まず二十代前半の女の子について。「その女の子にちょっと注意したら、ある時父親が、『うちの子がもう会社に行きたくないと言っているのですが、何かあったのですか?』ってたずねてきた。いい歳して親に相談する子も子なら、親も親だ。この親にしてこの子ありだな」

三十代の既婚者女性に対しては、「仕事を任せてたのにある日、『妊娠したから辞めます』って言ってきたんだ。別の時にはそいつに仕事を頼んだら、『それは私の仕事の範囲を超えています』って断ってきた。社長からの仕事を断るやつがいるか? そんな女だから、好き勝手にセックスして子ども作って会社を辞めるんだ」

社長の本性を知らないときは言葉遣いこそ悪いが一理はあるかなと思っていた。でも本質を知ると、はっきりわかった。あんな説教を毎日マンツーマン(ここ重要。この会社は社長と従業員二人だけの会社)で聞かされ続けたらまずもたない。

気の弱い二十代前半の子は親に言うしかないだろうし、少々気の強い三十代女性は反抗的な態度に出るだろう。

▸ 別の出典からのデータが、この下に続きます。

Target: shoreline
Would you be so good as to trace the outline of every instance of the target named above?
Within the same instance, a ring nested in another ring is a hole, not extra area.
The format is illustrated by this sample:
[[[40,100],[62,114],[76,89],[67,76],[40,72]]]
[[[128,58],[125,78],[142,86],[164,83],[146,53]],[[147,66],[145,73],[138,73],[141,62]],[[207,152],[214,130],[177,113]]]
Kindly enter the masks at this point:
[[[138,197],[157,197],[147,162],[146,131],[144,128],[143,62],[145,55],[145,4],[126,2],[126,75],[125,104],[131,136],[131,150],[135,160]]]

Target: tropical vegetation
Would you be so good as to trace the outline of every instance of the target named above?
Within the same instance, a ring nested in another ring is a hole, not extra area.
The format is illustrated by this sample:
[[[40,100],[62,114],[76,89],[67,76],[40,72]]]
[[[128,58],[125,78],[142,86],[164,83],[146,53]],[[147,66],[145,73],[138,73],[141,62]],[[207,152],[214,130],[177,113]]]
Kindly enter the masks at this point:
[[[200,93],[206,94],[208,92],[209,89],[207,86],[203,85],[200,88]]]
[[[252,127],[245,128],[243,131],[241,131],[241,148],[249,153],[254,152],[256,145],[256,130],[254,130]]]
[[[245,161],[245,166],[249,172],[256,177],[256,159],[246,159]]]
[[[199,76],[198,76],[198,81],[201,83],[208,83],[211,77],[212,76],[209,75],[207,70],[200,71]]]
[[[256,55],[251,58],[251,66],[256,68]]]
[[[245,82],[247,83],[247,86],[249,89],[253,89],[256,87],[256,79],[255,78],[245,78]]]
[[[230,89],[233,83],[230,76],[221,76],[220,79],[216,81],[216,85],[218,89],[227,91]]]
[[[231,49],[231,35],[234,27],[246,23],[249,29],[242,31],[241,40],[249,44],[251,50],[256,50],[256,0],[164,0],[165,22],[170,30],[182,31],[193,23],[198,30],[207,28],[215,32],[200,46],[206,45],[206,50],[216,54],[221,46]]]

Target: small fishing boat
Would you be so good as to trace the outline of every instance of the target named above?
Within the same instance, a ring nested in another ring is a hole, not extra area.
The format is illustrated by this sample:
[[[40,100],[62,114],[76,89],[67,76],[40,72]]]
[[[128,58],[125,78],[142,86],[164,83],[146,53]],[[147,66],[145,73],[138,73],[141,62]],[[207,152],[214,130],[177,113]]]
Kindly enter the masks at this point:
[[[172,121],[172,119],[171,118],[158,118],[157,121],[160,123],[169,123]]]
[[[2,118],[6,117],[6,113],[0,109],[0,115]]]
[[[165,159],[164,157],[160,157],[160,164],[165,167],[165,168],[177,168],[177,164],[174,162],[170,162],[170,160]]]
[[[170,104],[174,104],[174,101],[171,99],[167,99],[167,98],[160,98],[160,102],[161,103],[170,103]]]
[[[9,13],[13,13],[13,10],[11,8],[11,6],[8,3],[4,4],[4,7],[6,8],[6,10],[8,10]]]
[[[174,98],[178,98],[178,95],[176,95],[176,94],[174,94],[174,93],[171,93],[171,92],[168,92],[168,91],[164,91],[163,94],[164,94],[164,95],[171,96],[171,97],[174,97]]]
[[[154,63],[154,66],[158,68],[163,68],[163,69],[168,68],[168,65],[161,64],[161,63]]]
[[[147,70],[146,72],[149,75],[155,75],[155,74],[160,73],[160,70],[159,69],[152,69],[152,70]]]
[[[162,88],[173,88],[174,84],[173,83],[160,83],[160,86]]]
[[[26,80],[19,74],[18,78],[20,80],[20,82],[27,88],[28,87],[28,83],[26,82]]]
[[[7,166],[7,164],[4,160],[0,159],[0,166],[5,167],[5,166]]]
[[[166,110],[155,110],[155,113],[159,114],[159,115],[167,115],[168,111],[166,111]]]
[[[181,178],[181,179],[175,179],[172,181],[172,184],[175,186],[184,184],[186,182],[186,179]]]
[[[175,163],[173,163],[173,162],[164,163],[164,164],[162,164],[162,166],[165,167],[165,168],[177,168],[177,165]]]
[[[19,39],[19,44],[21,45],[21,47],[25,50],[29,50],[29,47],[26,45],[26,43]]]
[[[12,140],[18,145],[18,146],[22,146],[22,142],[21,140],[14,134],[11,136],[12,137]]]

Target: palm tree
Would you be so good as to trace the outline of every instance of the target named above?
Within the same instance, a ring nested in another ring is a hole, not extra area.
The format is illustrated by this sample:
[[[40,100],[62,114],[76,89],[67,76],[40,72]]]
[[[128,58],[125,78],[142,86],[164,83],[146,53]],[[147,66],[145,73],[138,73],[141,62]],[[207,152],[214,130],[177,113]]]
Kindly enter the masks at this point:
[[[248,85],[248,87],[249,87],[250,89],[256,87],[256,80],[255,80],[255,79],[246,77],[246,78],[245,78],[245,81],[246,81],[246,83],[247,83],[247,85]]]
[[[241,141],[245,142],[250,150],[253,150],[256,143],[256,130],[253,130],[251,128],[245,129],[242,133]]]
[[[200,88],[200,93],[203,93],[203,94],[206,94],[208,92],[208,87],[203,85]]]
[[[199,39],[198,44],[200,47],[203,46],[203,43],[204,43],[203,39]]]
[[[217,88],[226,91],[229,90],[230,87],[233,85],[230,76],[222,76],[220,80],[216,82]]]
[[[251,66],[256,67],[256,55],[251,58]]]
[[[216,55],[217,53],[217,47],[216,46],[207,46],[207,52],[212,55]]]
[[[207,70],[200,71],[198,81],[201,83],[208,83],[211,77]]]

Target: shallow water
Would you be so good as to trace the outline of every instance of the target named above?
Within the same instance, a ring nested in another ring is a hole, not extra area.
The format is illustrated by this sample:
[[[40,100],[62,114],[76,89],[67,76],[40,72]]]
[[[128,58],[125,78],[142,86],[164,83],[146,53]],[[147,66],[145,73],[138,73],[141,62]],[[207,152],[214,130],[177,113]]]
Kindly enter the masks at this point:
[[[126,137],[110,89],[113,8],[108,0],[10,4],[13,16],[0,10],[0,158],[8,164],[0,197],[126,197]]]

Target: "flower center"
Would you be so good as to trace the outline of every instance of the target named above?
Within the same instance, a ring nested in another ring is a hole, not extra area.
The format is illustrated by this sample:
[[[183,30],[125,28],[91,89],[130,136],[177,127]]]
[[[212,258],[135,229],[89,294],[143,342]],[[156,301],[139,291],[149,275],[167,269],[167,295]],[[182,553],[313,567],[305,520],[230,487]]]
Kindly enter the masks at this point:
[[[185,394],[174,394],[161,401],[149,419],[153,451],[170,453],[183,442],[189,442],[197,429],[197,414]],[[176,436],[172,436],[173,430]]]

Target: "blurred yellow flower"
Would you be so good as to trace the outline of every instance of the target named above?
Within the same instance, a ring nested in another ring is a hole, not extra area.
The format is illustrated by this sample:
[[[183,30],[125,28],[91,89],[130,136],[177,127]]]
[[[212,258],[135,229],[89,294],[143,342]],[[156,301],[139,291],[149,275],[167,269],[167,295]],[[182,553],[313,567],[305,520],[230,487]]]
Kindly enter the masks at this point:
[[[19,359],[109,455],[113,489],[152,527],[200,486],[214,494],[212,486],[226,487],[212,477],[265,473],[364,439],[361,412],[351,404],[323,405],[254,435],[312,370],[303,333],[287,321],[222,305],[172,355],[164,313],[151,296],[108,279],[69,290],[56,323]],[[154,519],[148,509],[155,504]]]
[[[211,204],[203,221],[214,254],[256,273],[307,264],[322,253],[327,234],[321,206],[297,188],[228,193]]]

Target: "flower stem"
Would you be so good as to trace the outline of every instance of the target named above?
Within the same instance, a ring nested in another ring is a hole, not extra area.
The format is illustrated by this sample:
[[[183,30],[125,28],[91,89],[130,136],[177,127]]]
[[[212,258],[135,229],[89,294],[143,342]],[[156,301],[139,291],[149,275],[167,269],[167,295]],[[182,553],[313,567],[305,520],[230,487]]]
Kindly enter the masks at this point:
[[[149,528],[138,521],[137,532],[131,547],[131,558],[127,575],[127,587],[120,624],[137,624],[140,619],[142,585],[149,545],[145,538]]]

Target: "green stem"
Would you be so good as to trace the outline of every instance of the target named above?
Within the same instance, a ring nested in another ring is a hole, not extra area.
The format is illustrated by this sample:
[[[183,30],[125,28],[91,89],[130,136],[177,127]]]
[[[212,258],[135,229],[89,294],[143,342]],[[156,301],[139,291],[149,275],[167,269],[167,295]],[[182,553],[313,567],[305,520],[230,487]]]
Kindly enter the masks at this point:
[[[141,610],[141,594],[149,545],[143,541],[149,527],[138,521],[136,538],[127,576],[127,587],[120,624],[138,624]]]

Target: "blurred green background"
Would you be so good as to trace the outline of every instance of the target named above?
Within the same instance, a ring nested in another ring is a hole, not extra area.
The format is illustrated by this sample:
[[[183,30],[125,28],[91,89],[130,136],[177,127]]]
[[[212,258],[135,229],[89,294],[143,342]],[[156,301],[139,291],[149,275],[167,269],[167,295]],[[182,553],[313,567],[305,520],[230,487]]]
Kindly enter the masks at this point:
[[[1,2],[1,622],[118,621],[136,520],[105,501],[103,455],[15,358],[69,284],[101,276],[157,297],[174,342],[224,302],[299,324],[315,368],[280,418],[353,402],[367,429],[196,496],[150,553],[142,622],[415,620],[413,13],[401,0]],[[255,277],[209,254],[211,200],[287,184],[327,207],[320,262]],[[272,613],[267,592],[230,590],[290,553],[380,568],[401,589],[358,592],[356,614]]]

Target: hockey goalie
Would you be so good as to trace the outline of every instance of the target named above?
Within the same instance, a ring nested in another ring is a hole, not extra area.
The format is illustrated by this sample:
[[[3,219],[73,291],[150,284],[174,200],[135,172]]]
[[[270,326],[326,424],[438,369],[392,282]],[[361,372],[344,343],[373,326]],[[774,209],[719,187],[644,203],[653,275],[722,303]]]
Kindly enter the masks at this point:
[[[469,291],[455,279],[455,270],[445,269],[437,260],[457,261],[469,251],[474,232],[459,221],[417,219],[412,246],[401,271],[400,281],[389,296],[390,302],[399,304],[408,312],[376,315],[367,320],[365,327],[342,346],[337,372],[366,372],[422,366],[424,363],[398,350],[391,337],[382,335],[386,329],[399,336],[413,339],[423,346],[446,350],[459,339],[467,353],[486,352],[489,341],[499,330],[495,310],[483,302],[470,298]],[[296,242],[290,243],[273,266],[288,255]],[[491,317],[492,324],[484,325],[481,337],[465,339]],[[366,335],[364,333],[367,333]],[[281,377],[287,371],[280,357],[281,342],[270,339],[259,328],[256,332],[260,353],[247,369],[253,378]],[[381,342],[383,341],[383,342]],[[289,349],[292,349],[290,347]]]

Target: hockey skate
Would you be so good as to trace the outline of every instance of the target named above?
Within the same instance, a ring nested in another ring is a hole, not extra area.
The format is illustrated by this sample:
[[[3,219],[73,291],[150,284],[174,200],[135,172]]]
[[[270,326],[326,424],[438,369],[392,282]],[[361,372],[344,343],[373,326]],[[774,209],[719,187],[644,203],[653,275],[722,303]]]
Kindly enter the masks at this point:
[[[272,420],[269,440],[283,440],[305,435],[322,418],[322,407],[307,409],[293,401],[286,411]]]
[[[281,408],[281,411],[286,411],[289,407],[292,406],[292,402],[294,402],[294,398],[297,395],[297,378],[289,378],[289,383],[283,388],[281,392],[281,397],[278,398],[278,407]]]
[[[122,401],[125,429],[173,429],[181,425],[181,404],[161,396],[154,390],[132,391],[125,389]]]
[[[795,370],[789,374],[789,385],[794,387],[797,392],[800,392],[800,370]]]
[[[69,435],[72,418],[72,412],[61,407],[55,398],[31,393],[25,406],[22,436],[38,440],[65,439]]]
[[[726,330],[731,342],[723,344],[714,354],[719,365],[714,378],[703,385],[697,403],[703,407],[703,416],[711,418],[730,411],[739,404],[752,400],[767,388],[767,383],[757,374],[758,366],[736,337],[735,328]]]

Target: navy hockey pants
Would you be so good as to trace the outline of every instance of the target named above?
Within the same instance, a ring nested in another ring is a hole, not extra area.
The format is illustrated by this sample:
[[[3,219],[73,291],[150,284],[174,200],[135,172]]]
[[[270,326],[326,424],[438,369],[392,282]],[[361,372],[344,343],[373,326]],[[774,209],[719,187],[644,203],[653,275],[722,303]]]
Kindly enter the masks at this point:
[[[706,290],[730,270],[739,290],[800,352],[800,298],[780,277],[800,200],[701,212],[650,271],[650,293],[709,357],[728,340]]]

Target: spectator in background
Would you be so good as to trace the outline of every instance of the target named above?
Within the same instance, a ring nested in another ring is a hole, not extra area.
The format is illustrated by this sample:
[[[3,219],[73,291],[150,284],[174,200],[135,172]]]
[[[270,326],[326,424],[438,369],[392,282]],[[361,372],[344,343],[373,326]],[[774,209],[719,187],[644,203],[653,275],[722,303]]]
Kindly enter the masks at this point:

その他にも、言うことを聞かないからと3日でクビになった男性、どう考えたってそれ嘘だろとしか思えない理由で辞めた女性などがいた。

最初は懐が広いように見えるのだが、知れば知るほどちっぽけな人間だというのがバレていくこの社長のようなタイプの人。こういうタイプは過去なんどか会ったことがあるはずなのに騙された。職が欲しいという焦りが目を曇らせたのだ。僕が悪い。

 

でも僕はこの社長から人生で大切なことをひとつ学んだ。それは

 

説教やアドバイスはあまり意味がない

 

ということだ。

ここに気づけて僕は幸せだ。

世の中には説教やアドバイスが大好きな人が多い。人が何かしら愚痴や不満をこぼしたときに、「あなたはまだ幸せよ、素敵な旦那さん(奥さん)がいて」とか、「仕事があるだけでありがたいと思わないと」とか、「健康っだってだけでもありがたいことだよ。感謝しないと」などと言う人があなたのまわりにもいないだろうか。

これ、アドバイスです。ゆるやかな説教です。

幸せの基準は人から決められるものではない。自分が決める。大きなお世話だ。放っておいてやれ。

こんなアドバイスで、「そうか、僕は幸せなんだ。文句なんか言ってごめんなさい」って反省できるやつなんていない。いたとしたら、そんな悩み最初から屁みたいなものだったってこと。

こうやって人は知らず知らずに他人のテリトリーを犯しているのだ。

アドバイスをせずに人と会話しようとすると案外難しかったりする。いかに自分がアドバイス的な発言を頻発しているのかがわかる。

説教やアドバイスを受けるべきなのは説教やアドバイスをしている本人なのだから、説教やアドバイスは無意味だ。自己満足に過ぎない。

説教やアドバイスをしない方が人から話しかけてもらえるようになる。価値観を押し付けないから相手が安心して本音を言ってくる。健康的な人間関係が築かれていくのがわかる。

そういう意味では、「社長、ありがとうございます」だ。ここに気づいていない五十代ってけっこう鬱陶しいからね。ほんとに、よかった。